Legislatura 16ª - Aula - Resoconto stenografico della seduta n. 564 del 08/06/2011

CANTONI (PdL). Signora Presidente, onorevoli Sottosegretari, onorevoli colleghi, desidero ringraziare il sottosegretario Crosetto per la sua acuta e puntuale relazione, che mette in evidenza la situazione nei Paesi in cui le nostre Forze armate sono coinvolte.

Quando i nostri militari impegnati in missioni umanitarie all'estero rimangono vittime di attentati, all'inizio veniamo colti da sentimenti di angoscia e di impotenza, mentre attendiamo notizie rassicuranti sul numero e sulle condizioni dei militari coinvolti; immediatamente ci immedesimiamo nella condizione delle loro famiglie, che vivono quotidianamente l'angoscia che i loro congiunti possano subire lesioni o perdere la vita nell'esercizio del dovere. Dobbiamo essere assolutamente vicini e solidali - tutti hanno unanimemente espresso solidarietà in quest'Aula - con le famiglie ed i militari che ci onorano con la loro presenza all'estero, purtroppo spesso sacrificando anche la propria vita.

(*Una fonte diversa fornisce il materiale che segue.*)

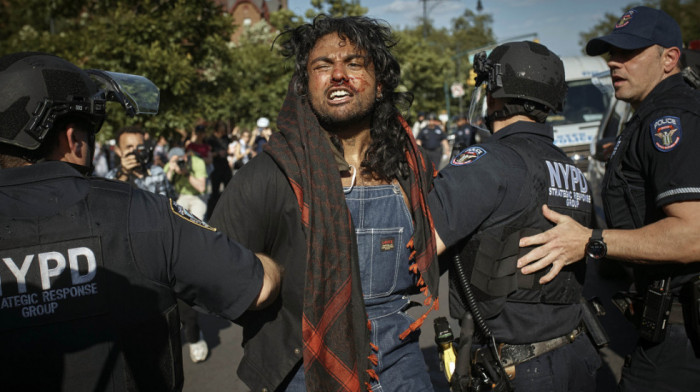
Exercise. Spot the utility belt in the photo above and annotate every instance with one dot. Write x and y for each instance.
(652, 312)
(515, 354)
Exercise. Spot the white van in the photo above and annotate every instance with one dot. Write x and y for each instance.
(584, 107)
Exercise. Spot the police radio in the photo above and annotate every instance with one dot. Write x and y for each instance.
(657, 309)
(444, 339)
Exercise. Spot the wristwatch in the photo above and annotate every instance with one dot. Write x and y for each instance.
(596, 247)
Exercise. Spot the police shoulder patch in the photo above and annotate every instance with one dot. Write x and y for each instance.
(666, 133)
(182, 212)
(468, 156)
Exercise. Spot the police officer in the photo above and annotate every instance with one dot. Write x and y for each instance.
(465, 134)
(651, 194)
(91, 267)
(489, 197)
(434, 140)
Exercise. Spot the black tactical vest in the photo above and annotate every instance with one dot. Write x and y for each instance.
(75, 312)
(625, 209)
(494, 251)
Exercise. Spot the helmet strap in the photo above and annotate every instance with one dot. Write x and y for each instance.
(518, 106)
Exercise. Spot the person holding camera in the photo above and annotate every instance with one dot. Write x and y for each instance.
(136, 166)
(188, 174)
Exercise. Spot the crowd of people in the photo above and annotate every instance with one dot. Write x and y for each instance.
(332, 223)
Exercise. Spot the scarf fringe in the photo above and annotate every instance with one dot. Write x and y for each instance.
(433, 304)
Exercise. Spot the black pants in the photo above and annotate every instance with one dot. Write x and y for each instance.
(667, 366)
(188, 318)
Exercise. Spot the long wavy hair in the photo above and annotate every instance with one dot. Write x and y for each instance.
(385, 156)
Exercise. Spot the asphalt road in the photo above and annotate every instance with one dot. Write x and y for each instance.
(218, 372)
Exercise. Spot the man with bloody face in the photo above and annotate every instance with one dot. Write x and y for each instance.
(339, 197)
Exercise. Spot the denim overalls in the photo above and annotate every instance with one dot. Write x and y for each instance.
(383, 226)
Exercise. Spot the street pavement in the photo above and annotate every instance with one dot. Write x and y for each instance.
(218, 372)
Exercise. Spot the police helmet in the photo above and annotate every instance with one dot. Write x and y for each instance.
(523, 70)
(36, 89)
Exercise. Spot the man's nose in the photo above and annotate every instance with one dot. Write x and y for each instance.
(339, 73)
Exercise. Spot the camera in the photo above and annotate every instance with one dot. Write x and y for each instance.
(143, 154)
(182, 164)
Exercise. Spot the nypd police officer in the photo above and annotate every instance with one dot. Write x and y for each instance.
(91, 267)
(651, 194)
(490, 196)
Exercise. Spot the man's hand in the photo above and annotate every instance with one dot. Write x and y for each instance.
(271, 282)
(561, 245)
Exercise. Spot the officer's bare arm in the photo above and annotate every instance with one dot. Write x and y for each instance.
(676, 238)
(271, 282)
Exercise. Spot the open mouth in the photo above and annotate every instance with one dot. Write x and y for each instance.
(339, 95)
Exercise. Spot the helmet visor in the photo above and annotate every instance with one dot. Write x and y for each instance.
(478, 108)
(135, 93)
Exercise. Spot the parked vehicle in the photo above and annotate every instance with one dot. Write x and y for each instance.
(584, 108)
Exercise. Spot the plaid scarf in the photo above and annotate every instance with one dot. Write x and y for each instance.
(334, 324)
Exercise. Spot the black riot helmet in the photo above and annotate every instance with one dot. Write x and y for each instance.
(36, 89)
(526, 74)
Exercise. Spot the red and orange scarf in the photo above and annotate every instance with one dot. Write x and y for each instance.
(334, 325)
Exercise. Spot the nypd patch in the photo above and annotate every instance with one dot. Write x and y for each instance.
(182, 212)
(666, 133)
(468, 156)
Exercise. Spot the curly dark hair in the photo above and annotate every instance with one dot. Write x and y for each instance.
(385, 156)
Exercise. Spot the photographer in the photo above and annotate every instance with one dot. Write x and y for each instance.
(136, 167)
(188, 174)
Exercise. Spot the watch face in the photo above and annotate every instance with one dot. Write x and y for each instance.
(596, 249)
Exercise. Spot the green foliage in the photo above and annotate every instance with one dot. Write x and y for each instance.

In un secondo tempo questi sentimenti sfociano inevitabilmente nel desiderio di far tornare a casa tutti i nostri militari, ponendo fine a missioni che diventano di giorno in giorno più insidiose, cosicché si susseguono invocazioni al ritiro delle truppe o perlomeno ad una riduzione cospicua o per nulla graduale dei contingenti dislocati. E queste invocazioni tentano tanto più noi parlamentari che sentiamo il peso delle decisioni assunte, allorché siamo chiamati a deliberare l'invio delle truppe all'estero nei teatri più caldi del pianeta.

Noi riteniamo che un ritiro, come correttamente evidenziato dal ministro La Russa e ribadito dal sottosegretario Crosetto, possa avvenire in termini graduali ma con grande prudenza, perché questi scenari internazionali non hanno ancora guadagnato la capacità di una democrazia interna, alla quale noi siamo vicini, nel tentativo, ormai annoso, da parte nostra di far recuperare a queste povere popolazioni la dignità delle loro vite.

Ma fino a pochi giorni fa noi ritenevamo che tutto questo potesse accadere solamente in Afghanistan, scenario che negli ultimi anni ha decisamente oscurato gli altri teatri operativi. Dal 27 maggio abbiamo invece scoperto di essere vulnerabili anche nel vicino Libano ed abbiamo accarezzato l'idea di ridurre o di azzerare anzitempo anche lì il nostro impegno.

Vorrei cogliere l'opportunità di questo intervento per ribadire con forza a nome del Gruppo che mi onoro di rappresentare che in questi momenti non possiamo chiedere o desiderare un disimpegno dell'Italia dal Libano o dall'Afghanistan o da qualunque altro Paese ci veda impegnati, e questo perché la politica e la difesa della democrazia, ahimè, in un mondo globalizzato, e se volete anche cinico, nei Paesi che non hanno ancora guadagnato un assetto democratico sono rappresentate unicamente dalle forze militari.

È chiaro che una riduzione del nostro impegno può e deve avvenire solo a seguito dell'accertata cessazione delle ragioni che lo hanno determinato, e che sono essenzialmente di natura umanitaria e di ripristino dei valori democratici più basilari. E non mi sembra proprio che ciò possa dirsi in un momento in cui quasi tutti i Paesi mediorientali sono connotati da una forte instabilità e i tentativi, più o meno coraggiosi, della popolazione di emanciparsi dallo status quo vengono spesso repressi in maniera feroce, con esiti allo stato imprevedibili.

Pertanto, mai come in quella che viene definita, forse in maniera un po' frettolosa ed ottimistica, la primavera araba bisogna essenzialmente assicurare nel Medio Oriente e nel lontano Oriente la continuità dell'impegno della comunità internazionale, in seno alla quale il ruolo di tutto rispetto che l'Italia è riuscita a ritagliarsi si deve soprattutto al lavoro svolto dalle nostre Forze armate e dai loro vertici, universalmente apprezzati per la professionalità, generosità e umanità con cui svolgono i propri compiti. A loro va la nostra ammirazione ed il nostro sentito ringraziamento. (Applausi dal Gruppo PdL e del senatore Torri).